More damning is the view from David Webb, a former investment banker and commentator on Hong Kong affairs, having lived there since 1991.
Writing on his personal blog, webb-site.com, he warns that Hong Kong is “living on borrowed time”.
“The promise of no change to HK’s legal system for 50 years from 1997 now has only 31 years to run, and HSBC’s decision had to be a long-term choice in that timeframe,” he writes.
“It simply couldn’t take the risk of shifting headquarters to Hong Kong and subsequently being perceived as a ‘Chinese’ bank in its global markets. Its choice of headquarters would also have factored into its global funding costs.
“Paying a UK levy at the reduced rate of 0.05% to 0.10% (from 2021 onwards) was on balance a better choice than the possible higher funding costs of future ‘China risk’.”
Webb points out that threatening to leave the UK, HSBC and fellow Asian-focused peer Standard Chartered were victorious last summer in persuading the UK government to cut a bank levy on global liabilities and instead introduce an 8% surcharge on UK banking profits.
The levy had placed both banks at a competitive disadvantage to global banks headquartered outside the UK, who were not charged on their non-UK business.
Obviously, not everyone on the ground agrees with this assessment of Hong Kong as a Chinese “service centre”, but rather there is a belief that multinationals are increasingly looking east as a base for their operations.
Norman Chan, chief executive of the Hong Kong Monetary Authority, stresses that the territory is the “premier banking and financial hub in Asia”, with all but one of the 30 global systemically important banks operating there.

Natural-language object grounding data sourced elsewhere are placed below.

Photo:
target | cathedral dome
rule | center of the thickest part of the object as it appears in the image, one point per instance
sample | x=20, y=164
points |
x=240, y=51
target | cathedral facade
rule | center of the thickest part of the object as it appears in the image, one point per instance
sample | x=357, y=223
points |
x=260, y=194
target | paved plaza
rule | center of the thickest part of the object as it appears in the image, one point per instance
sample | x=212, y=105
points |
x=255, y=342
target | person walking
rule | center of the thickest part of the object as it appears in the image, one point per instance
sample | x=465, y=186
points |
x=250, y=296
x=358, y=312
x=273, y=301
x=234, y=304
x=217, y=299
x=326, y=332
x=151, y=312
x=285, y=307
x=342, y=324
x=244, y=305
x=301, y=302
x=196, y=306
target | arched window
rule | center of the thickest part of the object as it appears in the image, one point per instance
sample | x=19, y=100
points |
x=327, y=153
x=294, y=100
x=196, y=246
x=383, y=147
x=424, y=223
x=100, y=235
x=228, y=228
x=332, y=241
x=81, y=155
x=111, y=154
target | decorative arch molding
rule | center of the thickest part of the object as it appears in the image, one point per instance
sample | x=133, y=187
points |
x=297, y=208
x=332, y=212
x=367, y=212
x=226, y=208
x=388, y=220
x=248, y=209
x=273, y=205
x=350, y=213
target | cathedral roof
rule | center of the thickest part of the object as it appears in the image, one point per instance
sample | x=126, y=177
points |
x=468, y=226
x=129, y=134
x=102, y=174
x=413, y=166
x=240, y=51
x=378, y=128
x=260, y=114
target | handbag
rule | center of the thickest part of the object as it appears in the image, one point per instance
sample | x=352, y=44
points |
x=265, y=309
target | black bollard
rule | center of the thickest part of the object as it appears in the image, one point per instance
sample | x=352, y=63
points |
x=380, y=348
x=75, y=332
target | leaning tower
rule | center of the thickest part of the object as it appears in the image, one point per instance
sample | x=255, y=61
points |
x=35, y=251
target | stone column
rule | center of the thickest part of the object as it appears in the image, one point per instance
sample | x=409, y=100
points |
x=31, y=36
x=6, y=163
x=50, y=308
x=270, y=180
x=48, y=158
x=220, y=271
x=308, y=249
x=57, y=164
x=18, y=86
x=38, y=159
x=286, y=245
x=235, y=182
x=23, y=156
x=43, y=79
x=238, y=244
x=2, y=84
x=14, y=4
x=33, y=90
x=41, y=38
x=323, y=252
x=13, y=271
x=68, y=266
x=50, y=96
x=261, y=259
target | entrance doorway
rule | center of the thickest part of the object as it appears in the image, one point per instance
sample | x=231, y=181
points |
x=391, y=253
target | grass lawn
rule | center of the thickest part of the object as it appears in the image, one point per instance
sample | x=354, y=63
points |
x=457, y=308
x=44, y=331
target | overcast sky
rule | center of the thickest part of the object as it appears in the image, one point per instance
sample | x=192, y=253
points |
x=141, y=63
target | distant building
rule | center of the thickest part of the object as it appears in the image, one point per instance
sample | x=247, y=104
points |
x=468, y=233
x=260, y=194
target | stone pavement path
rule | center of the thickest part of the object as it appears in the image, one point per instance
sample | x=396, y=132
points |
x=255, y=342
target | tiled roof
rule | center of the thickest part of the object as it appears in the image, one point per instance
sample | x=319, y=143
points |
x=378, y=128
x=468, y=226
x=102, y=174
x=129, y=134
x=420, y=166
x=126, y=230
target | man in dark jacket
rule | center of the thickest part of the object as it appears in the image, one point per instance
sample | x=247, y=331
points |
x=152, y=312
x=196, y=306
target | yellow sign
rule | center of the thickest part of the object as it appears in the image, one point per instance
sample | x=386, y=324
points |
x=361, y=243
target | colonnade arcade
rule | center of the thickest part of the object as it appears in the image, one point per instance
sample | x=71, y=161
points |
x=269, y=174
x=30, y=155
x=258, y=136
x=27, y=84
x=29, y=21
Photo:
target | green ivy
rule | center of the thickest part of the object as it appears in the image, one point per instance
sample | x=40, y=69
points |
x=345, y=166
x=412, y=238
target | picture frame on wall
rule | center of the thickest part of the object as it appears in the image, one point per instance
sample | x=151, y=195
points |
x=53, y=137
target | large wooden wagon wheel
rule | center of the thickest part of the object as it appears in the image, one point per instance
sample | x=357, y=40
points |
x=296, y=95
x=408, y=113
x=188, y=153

With a canny unscrambling of the HSBC acronym, he states: “We note that The Hongkong and Shanghai Banking Corporation, which is headquartered in Hong Kong, has all along been the biggest source of profits for the HSBC Group, which will continue to use Hong Kong as the headquarters to grow and develop its business in the Asia Pacific region, including the major business investment plans in the Pearl River Delta.”